On your 17' dimension, go three rows 68" apart and 34" from the wall. On your 38' dimension, go seven rows 65" apart and 33" from the wall. 21 fixtures.


----------



## HackWork (Oct 2, 2009)

NDC, I know that 99cents is talking about 4". Is that what you were planning on using? Because I believe you have used the 6" in the past.


----------



## NDC (Jan 12, 2016)

HackWork said:


> NDC, I know that 99cents is talking about 4". Is that what you were planning on using? Because I believe you have used the 6" in the past.


I'm using 4"


----------



## NDC (Jan 12, 2016)

99cents said:


> On your 17' dimension, go three rows 68" apart and 34" from the wall. On your 38' dimension, go seven rows 65" apart and 33" from the wall. 21 fixtures.


This is great thanks. You think it's a bad idea if I go with 6 rows instead and add more spacing from the walls?


----------



## 99cents (Aug 20, 2012)

NDC said:


> This is great thanks. You think it's a bad ideaif I go with 6 rows instead and add more spacing from the walls?


Huh?


----------



## HackWork (Oct 2, 2009)

99cents said:


> Huh?


He means to start the row the full 65" away from the wall which will cut it down to 6 rows instead of 7. I am wondering that too.
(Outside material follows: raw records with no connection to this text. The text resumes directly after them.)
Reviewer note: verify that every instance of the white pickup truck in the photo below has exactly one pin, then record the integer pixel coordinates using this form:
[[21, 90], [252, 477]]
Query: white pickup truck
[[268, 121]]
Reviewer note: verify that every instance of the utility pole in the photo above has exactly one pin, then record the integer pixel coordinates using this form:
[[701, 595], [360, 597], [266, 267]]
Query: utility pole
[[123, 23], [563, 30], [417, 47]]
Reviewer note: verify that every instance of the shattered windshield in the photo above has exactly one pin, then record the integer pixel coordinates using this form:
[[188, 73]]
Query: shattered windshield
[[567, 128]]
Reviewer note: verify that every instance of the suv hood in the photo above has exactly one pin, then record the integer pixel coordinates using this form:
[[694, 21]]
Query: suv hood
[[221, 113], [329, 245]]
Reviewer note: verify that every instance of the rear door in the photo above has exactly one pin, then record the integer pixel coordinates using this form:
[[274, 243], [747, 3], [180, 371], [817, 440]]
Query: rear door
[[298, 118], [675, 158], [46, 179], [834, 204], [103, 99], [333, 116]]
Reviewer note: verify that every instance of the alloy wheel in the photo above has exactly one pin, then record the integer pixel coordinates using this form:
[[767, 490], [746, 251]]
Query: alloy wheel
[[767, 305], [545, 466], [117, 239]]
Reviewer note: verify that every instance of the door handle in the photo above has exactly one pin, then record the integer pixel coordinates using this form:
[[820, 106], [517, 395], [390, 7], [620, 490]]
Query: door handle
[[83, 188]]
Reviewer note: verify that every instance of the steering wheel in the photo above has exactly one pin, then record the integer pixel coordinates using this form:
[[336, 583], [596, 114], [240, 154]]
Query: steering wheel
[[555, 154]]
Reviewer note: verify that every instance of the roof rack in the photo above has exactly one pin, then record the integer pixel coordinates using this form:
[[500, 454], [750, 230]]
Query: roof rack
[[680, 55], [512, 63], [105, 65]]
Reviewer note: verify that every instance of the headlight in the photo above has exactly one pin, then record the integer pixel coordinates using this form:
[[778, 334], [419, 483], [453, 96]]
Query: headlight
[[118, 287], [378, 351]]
Do you need them to be less than 3' off of the walls?


----------



## NDC (Jan 12, 2016)

HackWork said:


> He means to start the row the full 65" away from the wall which will cut it down to 6 rows instead of 7. I am wondering that too. Do you need them to be less than 3' off of the walls?


Yes this exactly. I dont want Telsa to come in here and ask if its a grow op


----------



## 99cents (Aug 20, 2012)

Your distance to the wall is always half the distance between fixtures.


----------



## telsa (May 22, 2015)

Watch out when dealing with entertainment spaces.

There is a strong tendency to over illuminate them.

You don't want a 'warehouse// open office' look to the light fixtures.

You absolutely want provisions for dimming -- probably every location.

The area near the TV display should be thought of as its own space -- even though it's common space.

Surround sound speaker systems are also something to be considered.


----------



## HackWork (Oct 2, 2009)

99cents said:


> Your distance to the wall is always half the distance between fixtures.


I know nothing about lighting design, but it just seems like that's a lot of lights and it seems like they are close to the wall @ less than 3'. 

I guess if it's too much a dimmer can take care of it pretty easily.


----------



## telsa (May 22, 2015)

Consider wall-washing pot lights for the area behind the TV... to back light it. Put them on dimmers.

Sounds like another man-cave... so consider a dry bar or a wet bar, too.

You ought to be paid separately for designing the space... 'Cause this kind of effort is not trivial.


----------



## NDC (Jan 12, 2016)

telsa said:


> Consider wall-washing pot lights for the area behind the TV... to back light it. Put them on dimmers.
> 
> Sounds like another man-cave... so consider a dry bar or a wet bar, too.
> 
> You ought to be paid separately for designing the space... 'Cause this kind of effort is not trivial.


Yes great advice. You are correct I should charge for this work but I'm still green in this area so I'm chalking up as experience. If I try to charge for something like this around here in this saturated market, I will no get any work. When I'm busy I'll charge.
If I don't get the job, at least I'm getting something out of it and maybe the next layout I do will be easier and I won't miss as much.


----------



## NDC (Jan 12, 2016)

This basement will also have a bedroom. I know I have to add a smoke/strobe to the room but how are the existing smokes wired? Are they usually maxed out on their circuit? I'm assuming I have to tie into the existing alarms in the home and there is one at the bottom of the basement stairs.


----------



## CADPoint (Jul 5, 2007)

http://www.visual-3d.com/tools/interior/


----------



## telsa (May 22, 2015)

There are no basements in my town.

Fact of life.

But...

For you...

I'd recommend establishing yourself as an EXPERT in *man-caves*.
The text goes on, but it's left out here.